Couleurs, symboles et surnoms à la con :

Une fois n’est pas coutume, on est parvenu à dégoter un club aux couleurs plus originales que le rouge et le blanc. Avec la Fiorentina, impossible de se tromper, si tu repères un maillot violet sur un terrain de football, il s’agit forcément du club florentin. Hormis ce que sont les maillots extérieurs d’Anderlecht (mais les Belges parlent de mauve, ça n’est pas pareil) et éventuellement du Real Madrid, la Fiore est la seule équipe à évoluer en violet, couleur phare des années 90. Une couleur qui est devenue la véritable marque de fabrique de l’équipe, puisque l’on surnomme généralement la Fiorentina la Viola (ce qui tu l’auras deviné signifie la violette). L’autre marqueur de l’identité du club est la fleur de lys (giglio) qui est également le symbole de la ville de Florence. Enfin mention spéciale aux différents sponsors ayant figuré sur le maillot violet de la Fiorentina. De 7up à Nintendo en passant par Save the Children, trop la classe ! Et pas moins de quatre marques de voiture s’y sont succédées : Opel, Toyota, Volkswagen et Mazda. Un record.

Stade et supporters :

La ville de Florence est une musée à ciel ouvert, tout y est ancien. Il faut dire que le stade de la ville ne déroge pas à cette maxime. Datant des années 30, le stade Artemio Franchi se fait bien vieux, et cela depuis un moment déjà. Si l’enceinte avait été remise au goût du jour pour la coupe du monde 1990, il fait de nos jours office de Pontaise d’Italie, avec son béton et ses tribunes à la merci de la pluie. Dernièrement, un projet de nouveau stade a été dévoilé, il était temps. Un stade flambant neuf devrait voir le jour d’ici quelques années. Après la construction des nouveaux stades de la Juventus et de l’Udinese, ce sont donc l’AS Rome, l’AC Milan, la Sampdoria et la Fiorentina qui envisagent de se doter de nouvelles arènes. De bonnes nouvelles, car dans ce domaine, le football italien a 30 ans de retard par rapport aux autres grands championnats européens. En ce qui concerne les supporters de la Viola, pas grand chose à signaler. Des tifosi passionnés et relativement fidèles. On enregistre régulièrement des affluences avoisinant les 30’000 personnes dans un stade qui peut en compter 45’000. Ce qui est actuellement une bonne moyenne en Italie. La Fio peut également se targuer de compter parmi ses fans Matteo Renzi, le chef actuel de l’Etat italien. Et tu crois que Leuthard est fan du FC Aarau ou du FC Wohlen ?
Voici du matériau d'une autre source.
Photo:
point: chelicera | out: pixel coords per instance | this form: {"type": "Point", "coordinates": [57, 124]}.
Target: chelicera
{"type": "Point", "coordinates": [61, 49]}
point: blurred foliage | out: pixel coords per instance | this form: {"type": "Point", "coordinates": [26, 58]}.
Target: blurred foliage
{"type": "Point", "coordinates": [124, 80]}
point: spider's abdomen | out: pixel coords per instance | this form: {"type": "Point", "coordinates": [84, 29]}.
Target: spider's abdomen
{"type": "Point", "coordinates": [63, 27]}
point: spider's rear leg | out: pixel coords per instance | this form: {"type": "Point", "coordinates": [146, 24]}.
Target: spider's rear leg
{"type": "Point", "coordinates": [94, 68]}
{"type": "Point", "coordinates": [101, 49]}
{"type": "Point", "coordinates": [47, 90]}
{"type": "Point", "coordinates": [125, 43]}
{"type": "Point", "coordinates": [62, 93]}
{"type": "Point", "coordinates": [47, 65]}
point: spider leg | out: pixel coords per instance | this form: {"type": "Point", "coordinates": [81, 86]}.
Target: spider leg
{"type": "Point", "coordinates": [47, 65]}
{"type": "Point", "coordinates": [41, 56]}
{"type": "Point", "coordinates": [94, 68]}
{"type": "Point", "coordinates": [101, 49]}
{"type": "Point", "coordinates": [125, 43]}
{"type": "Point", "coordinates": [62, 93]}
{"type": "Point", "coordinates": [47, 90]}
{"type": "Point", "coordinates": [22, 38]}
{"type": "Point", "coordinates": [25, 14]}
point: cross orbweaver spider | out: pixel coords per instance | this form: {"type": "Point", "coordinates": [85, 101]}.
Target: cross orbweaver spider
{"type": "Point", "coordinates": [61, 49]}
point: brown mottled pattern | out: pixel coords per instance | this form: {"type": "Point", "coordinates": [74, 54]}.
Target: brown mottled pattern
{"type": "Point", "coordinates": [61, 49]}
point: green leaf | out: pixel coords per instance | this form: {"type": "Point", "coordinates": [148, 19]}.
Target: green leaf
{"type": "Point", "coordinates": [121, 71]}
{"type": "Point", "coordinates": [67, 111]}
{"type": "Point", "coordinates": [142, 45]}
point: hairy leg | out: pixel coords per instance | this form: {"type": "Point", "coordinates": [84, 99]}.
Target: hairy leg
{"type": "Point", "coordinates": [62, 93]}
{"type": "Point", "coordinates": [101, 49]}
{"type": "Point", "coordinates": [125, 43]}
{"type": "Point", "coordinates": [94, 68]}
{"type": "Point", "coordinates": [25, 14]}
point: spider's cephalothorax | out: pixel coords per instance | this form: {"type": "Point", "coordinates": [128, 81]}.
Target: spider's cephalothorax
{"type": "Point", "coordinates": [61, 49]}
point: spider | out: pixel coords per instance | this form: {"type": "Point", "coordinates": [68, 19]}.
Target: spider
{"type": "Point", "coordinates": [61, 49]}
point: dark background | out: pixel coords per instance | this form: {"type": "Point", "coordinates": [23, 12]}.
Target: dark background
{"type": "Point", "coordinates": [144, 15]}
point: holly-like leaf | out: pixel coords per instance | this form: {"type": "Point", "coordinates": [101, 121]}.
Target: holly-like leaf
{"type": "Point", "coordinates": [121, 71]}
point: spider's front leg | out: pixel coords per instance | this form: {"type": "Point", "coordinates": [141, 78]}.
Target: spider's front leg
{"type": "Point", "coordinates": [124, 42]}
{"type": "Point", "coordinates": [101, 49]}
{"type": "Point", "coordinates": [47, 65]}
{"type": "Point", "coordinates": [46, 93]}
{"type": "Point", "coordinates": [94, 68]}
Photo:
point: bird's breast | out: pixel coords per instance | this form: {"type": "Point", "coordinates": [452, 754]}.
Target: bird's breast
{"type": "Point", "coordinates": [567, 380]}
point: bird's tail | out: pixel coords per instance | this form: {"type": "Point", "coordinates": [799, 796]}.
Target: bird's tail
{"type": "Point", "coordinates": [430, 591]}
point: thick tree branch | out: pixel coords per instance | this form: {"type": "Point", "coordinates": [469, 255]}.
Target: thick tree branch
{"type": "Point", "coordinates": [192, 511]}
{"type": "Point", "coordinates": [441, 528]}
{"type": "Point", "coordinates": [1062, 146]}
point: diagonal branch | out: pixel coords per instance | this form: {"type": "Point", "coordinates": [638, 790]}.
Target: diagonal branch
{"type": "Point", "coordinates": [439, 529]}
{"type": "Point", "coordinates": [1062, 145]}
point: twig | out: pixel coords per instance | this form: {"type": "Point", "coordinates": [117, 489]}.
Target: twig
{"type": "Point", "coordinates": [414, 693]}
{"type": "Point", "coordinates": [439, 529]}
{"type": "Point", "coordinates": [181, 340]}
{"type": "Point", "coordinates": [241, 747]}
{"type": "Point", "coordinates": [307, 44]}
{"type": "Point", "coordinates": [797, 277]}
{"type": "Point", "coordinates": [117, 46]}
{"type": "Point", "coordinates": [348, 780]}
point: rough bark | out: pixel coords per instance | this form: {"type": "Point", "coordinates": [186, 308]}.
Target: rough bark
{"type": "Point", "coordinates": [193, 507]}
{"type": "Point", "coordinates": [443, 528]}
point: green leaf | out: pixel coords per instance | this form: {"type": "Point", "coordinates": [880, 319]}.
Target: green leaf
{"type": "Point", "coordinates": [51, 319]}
Les grands rivaux du club :

Comme pour la plupart des clubs transalpins, le grand rival de la Fiorentina est la Juventus. Sans doute plus à Florence que partout ailleurs en Italie, huer et insulter les bianconeri est devenu un véritable sport national. La raison de cette haine est à chercher dans plusieurs épisodes qui ont émaillé l’histoire du football italien. Parmi les plus célèbres, il y a le scudetto de 1982 que la Juve aurait volé aux Florentins à la dernière journée de championnat, lors d’un concours de circonstances un peu louche. Il y a aussi l’affaire de la finale de la coupe UEFA de 1990, disputée au retour sur le terrain « neutre » d’Avellino, petite ville près de Naples connue pour être un bastion de supporters de la Juve. Et ça n’est pas un hasard si la Fiorentina est jumelée de longue date avec le FC Torino. En 2009, les ultras de la Viola auraient même proposé d’établir un jumelage avec ceux de Liverpool pour commémorer la tragédie du Heysel. Refusé en bloc par les fans des Reds bien heureusement. Sinon dans les gradins de l’Artemio Franchi, on ne porte pas Bologne dans son cœur (derby des Appennins), ni les autres clubs de Toscane comme Empoli, Sienne ou Pise qui évoluent désormais tous en Serie B ou plus bas.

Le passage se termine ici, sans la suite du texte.